Mailing List Archives Public Access	UW Madison Computer Sciences Department Computer Systems Lab

[Date Prev][Date Next][Thread Prev][Thread Next][Date Index][Thread Index]

Re: [HTCondor-users] CGROUPS + OOM / HOLD on exit

Date: Tue, 30 Jul 2013 14:51:21 -0500
From: Todd Tannenbaum <tannenba@xxxxxxxxxxx>
Subject: Re: [HTCondor-users] CGROUPS + OOM / HOLD on exit

On 7/30/2013 1:01 PM, Brian Bockelman wrote:

Hi Joan,

I think I have figured out why you're hitting this and not us locally.
  The cgroup API generates a notification whenever the OOM occurs *or*
the cgroup is removed.  Locally, we pre-create all the possible cgroups
(older RHEL kernels would crash if the cgroups were not pre-created;
since fixed) which causes the cgroup to not be deleted by condor.
  Hence, we never got the notification when the cgroup was removed and
this issue was missed in testing.

Your fix is acceptable, I think.  A "more proper" approach would be to
parse the memory.oom_control file to see if under_oom is set to 1.  (On
further thought, I'd actually prefer your approach - parsing files in
the case where memory is actually tight is more likely to lead to deadlock.)

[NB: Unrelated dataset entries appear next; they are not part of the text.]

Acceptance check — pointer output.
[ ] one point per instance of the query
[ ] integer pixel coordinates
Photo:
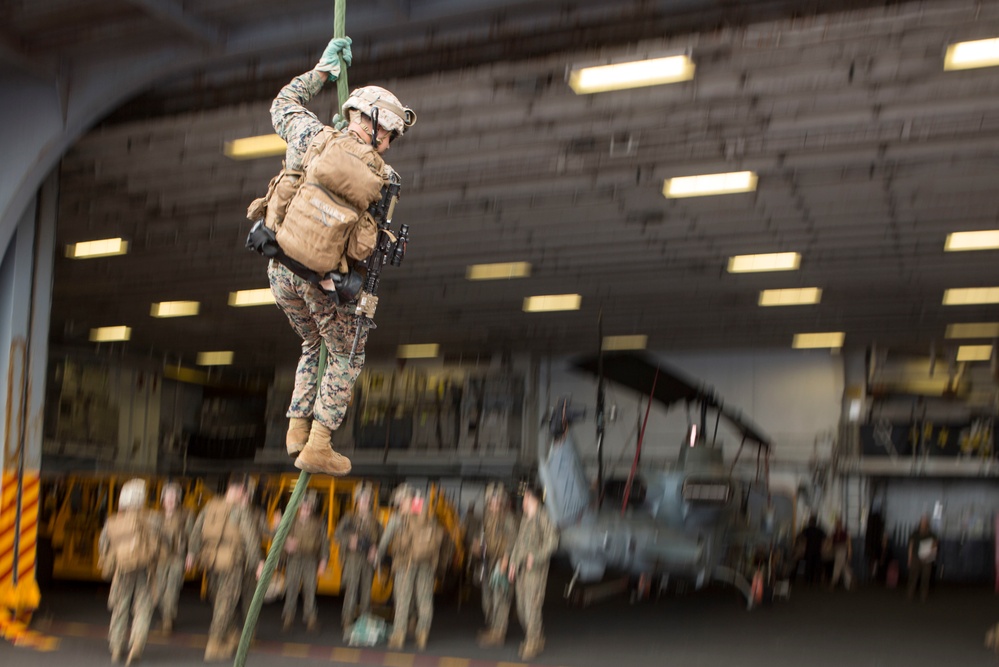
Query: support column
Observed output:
(26, 272)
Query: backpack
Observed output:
(132, 544)
(320, 216)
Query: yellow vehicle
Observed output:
(75, 507)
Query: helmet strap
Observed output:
(374, 127)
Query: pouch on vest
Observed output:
(220, 539)
(273, 205)
(131, 545)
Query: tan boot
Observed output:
(298, 435)
(396, 641)
(531, 648)
(318, 455)
(491, 639)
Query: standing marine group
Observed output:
(146, 553)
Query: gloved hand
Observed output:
(330, 61)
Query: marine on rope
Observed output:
(325, 223)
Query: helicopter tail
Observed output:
(567, 491)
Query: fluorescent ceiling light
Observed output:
(259, 297)
(968, 296)
(251, 148)
(418, 351)
(987, 239)
(501, 271)
(968, 55)
(175, 309)
(99, 248)
(613, 343)
(552, 302)
(709, 184)
(774, 261)
(635, 74)
(974, 353)
(800, 296)
(218, 358)
(973, 330)
(831, 339)
(109, 334)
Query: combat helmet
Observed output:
(392, 115)
(133, 495)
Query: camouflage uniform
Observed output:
(170, 571)
(413, 576)
(313, 314)
(225, 579)
(302, 567)
(499, 532)
(132, 586)
(538, 538)
(357, 572)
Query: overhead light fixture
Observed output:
(969, 55)
(418, 351)
(552, 302)
(774, 261)
(970, 296)
(825, 339)
(251, 148)
(618, 343)
(258, 297)
(175, 309)
(98, 248)
(500, 271)
(974, 353)
(634, 74)
(110, 334)
(987, 239)
(799, 296)
(709, 184)
(218, 358)
(973, 330)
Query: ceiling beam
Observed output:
(171, 11)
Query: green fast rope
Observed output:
(291, 511)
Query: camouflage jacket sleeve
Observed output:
(292, 121)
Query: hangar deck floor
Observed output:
(869, 627)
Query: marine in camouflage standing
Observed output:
(128, 547)
(416, 548)
(357, 535)
(313, 313)
(495, 542)
(224, 542)
(177, 524)
(307, 552)
(536, 542)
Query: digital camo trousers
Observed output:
(496, 605)
(413, 581)
(530, 599)
(131, 595)
(300, 573)
(169, 582)
(226, 586)
(355, 582)
(317, 319)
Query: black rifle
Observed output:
(390, 248)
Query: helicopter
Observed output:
(700, 521)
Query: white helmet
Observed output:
(392, 115)
(133, 495)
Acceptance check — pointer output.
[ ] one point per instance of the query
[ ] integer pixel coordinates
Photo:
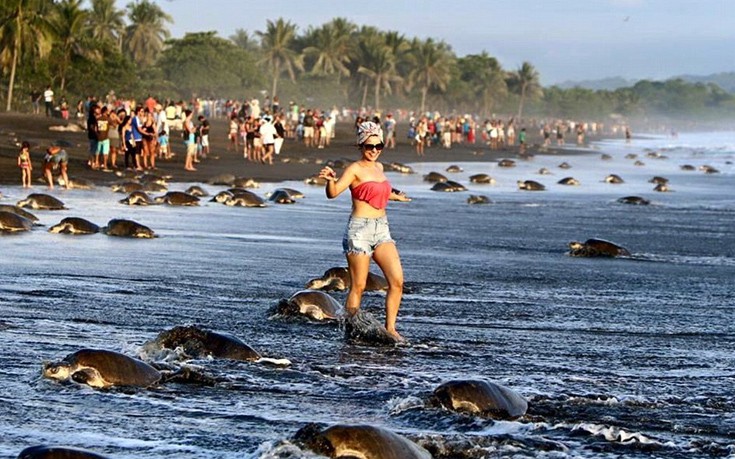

I'm just coming back under an avalanche of emails - did a bug report get
filed from this?



I created a ticket for this at
  https://htcondor-wiki.cs.wisc.edu/index.cgi/tktview?tn=3824

Once we receive a CLA from Joan we will incorporate the patch postedhere into the codebase.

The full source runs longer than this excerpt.